AGA Clinical Practice Guidelines on the Management of Moderate to Severe Ulcerative Colitis

2020
These practice recommendations for the management of moderate-to-severe UC were developed using the GRADE framework and in adherence to the standards established by the Institute of Medicine for the development of trustworthy guidelines12, 13. The goal of this guideline is to promote high quality, high value evidence-based care for patients with moderate-to-severe UC. Current evidence supports use of infliximab, adalimumab, golimumab, vedolizumab, and tofacitinib for the induction and maintenance of remission in moderate-severe UC. Thiopurine monotherapy should not be used for induction of remission but may be considered for maintenance of remission; in contrast, methotrexate monotherapy, orally or subcutaneously, should not be used for induction or maintenance of remission. Network meta-analysis suggests that infliximab and vedolizumab may be preferred first-line therapy in biologic-naive patients, rather than standard-dose adalimumab or golimumab, with limited evidence to inform appropriate positioning of tofacitinib. In patients with prior exposure to infliximab, particularly those with primary non-response to induction therapy, vedolizumab or tofacitinib may be preferred over adalimumab or golimumab.

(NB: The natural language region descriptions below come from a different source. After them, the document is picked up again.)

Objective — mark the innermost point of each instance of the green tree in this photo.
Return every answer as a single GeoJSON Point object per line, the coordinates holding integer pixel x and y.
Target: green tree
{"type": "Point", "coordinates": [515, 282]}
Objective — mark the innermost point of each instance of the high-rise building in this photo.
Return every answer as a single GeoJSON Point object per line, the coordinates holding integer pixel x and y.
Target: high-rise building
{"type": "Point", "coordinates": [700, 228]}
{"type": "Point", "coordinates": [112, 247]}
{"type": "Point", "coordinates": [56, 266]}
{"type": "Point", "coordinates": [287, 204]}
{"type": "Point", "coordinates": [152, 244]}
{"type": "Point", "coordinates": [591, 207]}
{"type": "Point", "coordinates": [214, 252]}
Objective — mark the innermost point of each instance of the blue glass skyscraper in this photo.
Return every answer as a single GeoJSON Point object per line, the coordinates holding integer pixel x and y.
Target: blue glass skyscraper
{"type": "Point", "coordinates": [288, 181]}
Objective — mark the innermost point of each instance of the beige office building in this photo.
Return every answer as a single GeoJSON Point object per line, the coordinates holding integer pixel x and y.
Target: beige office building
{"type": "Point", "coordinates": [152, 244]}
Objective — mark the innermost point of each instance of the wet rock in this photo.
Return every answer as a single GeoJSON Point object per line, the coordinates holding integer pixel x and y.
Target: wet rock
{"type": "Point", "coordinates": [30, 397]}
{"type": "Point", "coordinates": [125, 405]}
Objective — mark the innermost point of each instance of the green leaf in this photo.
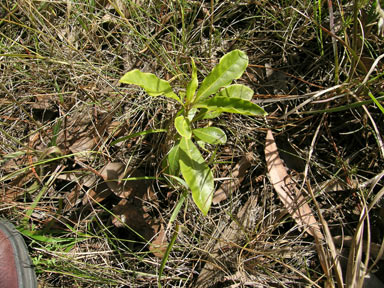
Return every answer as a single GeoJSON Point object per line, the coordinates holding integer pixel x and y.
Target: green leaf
{"type": "Point", "coordinates": [183, 127]}
{"type": "Point", "coordinates": [153, 85]}
{"type": "Point", "coordinates": [192, 85]}
{"type": "Point", "coordinates": [197, 174]}
{"type": "Point", "coordinates": [231, 105]}
{"type": "Point", "coordinates": [173, 160]}
{"type": "Point", "coordinates": [211, 135]}
{"type": "Point", "coordinates": [237, 91]}
{"type": "Point", "coordinates": [230, 67]}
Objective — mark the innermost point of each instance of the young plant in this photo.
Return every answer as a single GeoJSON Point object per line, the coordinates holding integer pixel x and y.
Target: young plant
{"type": "Point", "coordinates": [214, 96]}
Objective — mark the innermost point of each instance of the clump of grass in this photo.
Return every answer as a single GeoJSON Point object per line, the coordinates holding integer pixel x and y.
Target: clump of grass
{"type": "Point", "coordinates": [60, 65]}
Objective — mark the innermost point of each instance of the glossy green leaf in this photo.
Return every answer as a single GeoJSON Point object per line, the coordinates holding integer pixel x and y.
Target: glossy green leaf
{"type": "Point", "coordinates": [173, 160]}
{"type": "Point", "coordinates": [153, 85]}
{"type": "Point", "coordinates": [230, 67]}
{"type": "Point", "coordinates": [211, 135]}
{"type": "Point", "coordinates": [231, 105]}
{"type": "Point", "coordinates": [197, 174]}
{"type": "Point", "coordinates": [237, 91]}
{"type": "Point", "coordinates": [183, 127]}
{"type": "Point", "coordinates": [192, 85]}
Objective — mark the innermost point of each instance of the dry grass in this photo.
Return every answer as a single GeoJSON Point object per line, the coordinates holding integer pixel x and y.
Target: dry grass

Combination therapy of a biologic agent with an immunomodulator is more effective than monotherapy with either agent, though patients, particularly those with less severe disease and those averse to side effects from medications, may opt for monotherapy. In patients with moderate-severe disease activity, at high risk of colectomy, biologic agents with or without an immunomodulator, or tofacitinib, should be used early rather than gradual step up therapy after failure of 5-aminosalicylates. Patients in remission with biologic agents and/or immunomodulators or tofacitinib after prior failure of 5-ASA, may discontinue 5-aminosalicylates. Among hospitalized patients with ASUC, after excluding alternative etiologies, intravenous methylprednisolone doses of 40–60mg/day or equivalent are mainstay of therapy. Routine use of adjunctive antibiotics in patients without infections is not recommended. Patients who are refractory to 3–5 days trial of intravenous corticosteroids, who prefer ongoing medical management, may be treated with either infliximab or cyclosporine. In patients being treated with infliximab, no recommendation can be made regarding routine use of intensive vs. standard infliximab dosing.